The research investigates whether rapid firm growth can be stimulated by specific management strategies. It reveals certain strategies in areas such as marketing and customer service are adopted by fast-growing firms or “gazelles.” It also finds such strategies generally need to change with the times and a firm’s ability to make adjustments helps to sustain growth.
“Gazelle-like growth appears to be fragile and only a small portion of firms can jump the hurdle of sustaining it,” says lead study author Simon Parker, Professor in Entrepreneurship and Director of the Driving Growth Through Entrepreneurship & Innovation Cross-Enterprise Leadership Research Centre at the Richard Ivey School of Business.

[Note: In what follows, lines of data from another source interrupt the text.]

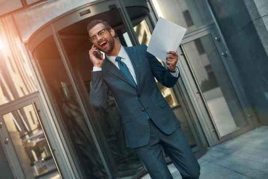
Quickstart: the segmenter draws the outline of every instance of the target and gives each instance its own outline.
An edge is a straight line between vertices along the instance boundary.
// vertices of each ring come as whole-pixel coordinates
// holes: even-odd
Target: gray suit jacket
[[[154,78],[168,87],[174,86],[173,77],[151,54],[145,45],[124,47],[136,74],[136,88],[108,59],[102,71],[92,72],[90,100],[95,106],[104,106],[111,91],[122,117],[127,146],[140,147],[150,139],[148,116],[164,133],[171,134],[181,124],[158,88]]]

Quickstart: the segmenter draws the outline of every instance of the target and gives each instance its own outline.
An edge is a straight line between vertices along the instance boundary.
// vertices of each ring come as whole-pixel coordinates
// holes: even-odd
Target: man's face
[[[115,31],[113,29],[106,30],[105,31],[104,36],[100,37],[98,33],[106,27],[101,23],[97,24],[90,30],[90,37],[94,35],[96,36],[97,40],[93,43],[100,51],[104,53],[108,53],[114,49],[115,45]]]

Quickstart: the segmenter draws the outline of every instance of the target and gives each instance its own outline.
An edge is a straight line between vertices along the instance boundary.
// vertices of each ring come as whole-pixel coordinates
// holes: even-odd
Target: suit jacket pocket
[[[121,117],[121,122],[122,123],[125,123],[126,122],[130,122],[130,118],[127,117]]]

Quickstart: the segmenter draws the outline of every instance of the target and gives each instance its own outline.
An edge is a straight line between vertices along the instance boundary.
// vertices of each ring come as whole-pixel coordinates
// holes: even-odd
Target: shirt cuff
[[[99,68],[98,66],[93,66],[93,70],[92,70],[93,72],[98,72],[98,71],[101,71],[102,68]]]
[[[176,66],[176,70],[175,70],[175,72],[171,73],[169,72],[170,74],[174,77],[177,78],[178,77],[178,73],[179,73],[179,70],[177,66]]]

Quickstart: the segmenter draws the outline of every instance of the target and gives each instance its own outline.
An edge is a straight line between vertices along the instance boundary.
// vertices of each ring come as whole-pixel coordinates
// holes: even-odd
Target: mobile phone
[[[97,55],[98,55],[98,56],[99,56],[99,58],[100,58],[100,59],[102,60],[102,58],[101,58],[101,56],[100,55],[101,54],[100,51],[98,49],[97,50],[98,50],[98,51],[97,51]]]

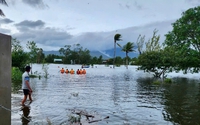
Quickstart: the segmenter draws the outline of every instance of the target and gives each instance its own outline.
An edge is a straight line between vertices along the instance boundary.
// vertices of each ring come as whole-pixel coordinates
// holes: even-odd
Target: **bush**
[[[160,85],[160,84],[161,84],[161,81],[156,80],[156,81],[153,82],[153,84],[155,84],[155,85]]]
[[[164,82],[165,82],[165,83],[172,83],[172,80],[171,80],[170,78],[166,78],[166,79],[164,80]]]

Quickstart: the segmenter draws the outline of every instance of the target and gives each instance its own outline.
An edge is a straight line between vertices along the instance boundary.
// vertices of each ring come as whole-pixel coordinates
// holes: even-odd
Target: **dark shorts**
[[[24,95],[28,95],[29,94],[29,90],[28,89],[23,89]]]

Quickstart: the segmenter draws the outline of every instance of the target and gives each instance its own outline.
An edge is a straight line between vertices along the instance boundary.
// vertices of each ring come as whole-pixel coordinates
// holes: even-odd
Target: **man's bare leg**
[[[27,95],[24,95],[24,99],[22,100],[22,105],[24,105],[26,99],[27,99]]]

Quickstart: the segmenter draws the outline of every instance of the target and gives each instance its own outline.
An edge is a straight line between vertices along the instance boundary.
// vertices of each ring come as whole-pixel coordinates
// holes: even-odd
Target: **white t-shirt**
[[[25,71],[22,75],[22,89],[29,89],[26,85],[26,81],[29,82],[29,75],[28,72]]]

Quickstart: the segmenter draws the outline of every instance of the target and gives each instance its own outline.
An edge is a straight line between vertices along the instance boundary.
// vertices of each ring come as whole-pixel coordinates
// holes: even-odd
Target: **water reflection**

“Firms are unlikely to sustain success if they attempt to draw lessons from observing growth in one period and then routinely apply these lessons at a different point in time.”
The study, “What happens to gazelles? The importance of dynamic management strategy,” will be published in an upcoming edition of the scholarly journal, Small Business Economics.
It is co-authored by David J. Storey, professor of CSME and Enterprise Group of the Warwick Business School, and Arjen van Witteloostuijn, professor of economics and applied economics at the University of Antwerpen.
Some strategies that appear to contribute to rapid growth include:
Maintaining a core product or service rather than diversifying; Having and using a specialised marketing department; Using customer surveys rather than customer complaints as a basis for quality control; Restricting share issues to workers or outside investors, thereby enabling management to retain control.
However, the researchers stress best practices of one period may prove counter-productive in a later period.
“There are key strategies that seem to help gazelles to become or remain large, but, to sustain growth, there need to be dynamic, rather than static, management strategies,” says Parker. “Timely adaption of strategies is key.”